Dizzy and Oddball confront Janina, telling her they know she did it and the circumstances of the President's death gave her away. Janina shows her friends the photograph she found at Big Foot's house, which shows Big Foot, the Commandant, Innerd, the President, and Father Rustle standing near recently killed animals, including her two dogs. Big Foot, she explains, really did choke on a deer bone, but this event, and her discovery of the photograph, inspired her to kill the next four men.

The next day, police arrive at Janina's house and search it, but she evades capture. Janina flees on foot to the Czech Republic and is then taken by Boros to live in hiding, on the edge of the Białowieża Forest, where she can again be close to nature.

==Style==
The novel features an unreliable narrator. The protagonist and narrator, Janina, describes the murders that took place without admitting that she herself committed those crimes, until almost the end of the novel. The reader is invited to empathize with the character by sharing her deep concern for the environment and the welfare of animals. Her characterization as an eccentric old lady, that is often treated with skepticism or even derision by other characters, further endears her. In a 2018 interview with The Guardian, Tokarczuk cited Leonora Carrington's 1974 novel The Hearing Trumpet, which also features an unreliable narrator, as an influence on Drive Your Plow Over the Bones of the Dead.

==Title==
The book draws its title from William Blake's poem "Proverbs of Hell".
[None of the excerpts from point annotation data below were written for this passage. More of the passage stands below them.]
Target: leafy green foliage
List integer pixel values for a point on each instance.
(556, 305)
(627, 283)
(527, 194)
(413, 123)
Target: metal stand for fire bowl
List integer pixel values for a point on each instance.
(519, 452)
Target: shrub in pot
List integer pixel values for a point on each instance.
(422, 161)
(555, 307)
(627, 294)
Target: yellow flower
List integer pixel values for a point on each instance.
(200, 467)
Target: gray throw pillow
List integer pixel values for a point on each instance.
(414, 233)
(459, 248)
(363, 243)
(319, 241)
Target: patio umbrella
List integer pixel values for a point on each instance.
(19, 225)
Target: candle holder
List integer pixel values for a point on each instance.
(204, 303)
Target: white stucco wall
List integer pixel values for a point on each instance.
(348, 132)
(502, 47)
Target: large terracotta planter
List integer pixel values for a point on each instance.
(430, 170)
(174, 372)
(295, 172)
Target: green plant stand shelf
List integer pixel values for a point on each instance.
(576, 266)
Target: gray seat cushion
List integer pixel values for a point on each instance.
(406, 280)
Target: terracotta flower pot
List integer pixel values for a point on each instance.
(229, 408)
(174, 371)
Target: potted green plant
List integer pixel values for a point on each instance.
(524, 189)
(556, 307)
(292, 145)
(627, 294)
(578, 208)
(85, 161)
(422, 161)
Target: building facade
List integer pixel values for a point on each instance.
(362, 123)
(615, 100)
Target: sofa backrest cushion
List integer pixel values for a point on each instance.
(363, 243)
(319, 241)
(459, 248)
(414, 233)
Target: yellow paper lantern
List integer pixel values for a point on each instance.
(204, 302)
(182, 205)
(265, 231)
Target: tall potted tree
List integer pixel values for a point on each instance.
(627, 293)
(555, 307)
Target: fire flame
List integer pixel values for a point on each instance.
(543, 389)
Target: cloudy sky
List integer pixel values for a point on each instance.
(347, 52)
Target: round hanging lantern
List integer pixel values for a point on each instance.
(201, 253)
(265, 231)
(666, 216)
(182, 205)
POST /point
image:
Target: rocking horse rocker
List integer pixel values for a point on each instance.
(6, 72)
In seed time learn, in harvest teach, in winter enjoy.
Drive your cart and your plow over the bones of the dead.

==Reception==
Kirkus Reviews praised the novel, writing, "Tokarczuk's novel is a riot of quirkiness and eccentricity, and the mood of the book, which shifts from droll humor to melancholy to gentle vulnerability, is unclassifiable—and just right. Tokarczuk's mercurial prose seems capable of just about anything." Publishers Weekly called the novel "astounding" and wrote that it "succeeds as both a suspenseful murder mystery and a powerful and profound meditation on human existence and how a life fits into the world around it." Writing for The Guardian, author Sarah Perry favourably reviewed the novel, saying, "It is an astonishing amalgam of thriller, comedy and political treatise, written by a woman who combines an extraordinary intellect with an anarchic sensibility."

In 2019, it was ranked 75th on The Guardians list of the 100 best books of the 21st century.

==Adaptations==

===Film===

The novel was adapted into film in 2017, titled Spoor (Pokot), directed by Polish director Agnieszka Holland. The film won the Alfred Bauer Prize (Silver Bear) at the 67th Berlin International Film Festival.

===Theatre===
The novel was adapted into a theatre play by Complicité, touring from December 2022 to June 2023 to: Theatre Royal, Plymouth; Bristol Old Vic; Oxford Playhouse; Barbican Centre, London; Nottingham Playhouse; Belgrade Theatre, Coventry; The Lowry, Salford; Grand Théâtre de Luxembourg; Odéon-Théâtre de l'Europe, Paris.

=== Audio===
Polish actress Beata Poźniak narrated the English translation of Drive Your Plow Over the Bones of the Dead for Penguin Random House released on 13 August 2019. She received an Earphones Award for best audiobook interpretation.

In May 2020, Fitzcarraldo Editions released an audiobook in the UK read by the book's translator, Antonia Lloyd-Jones.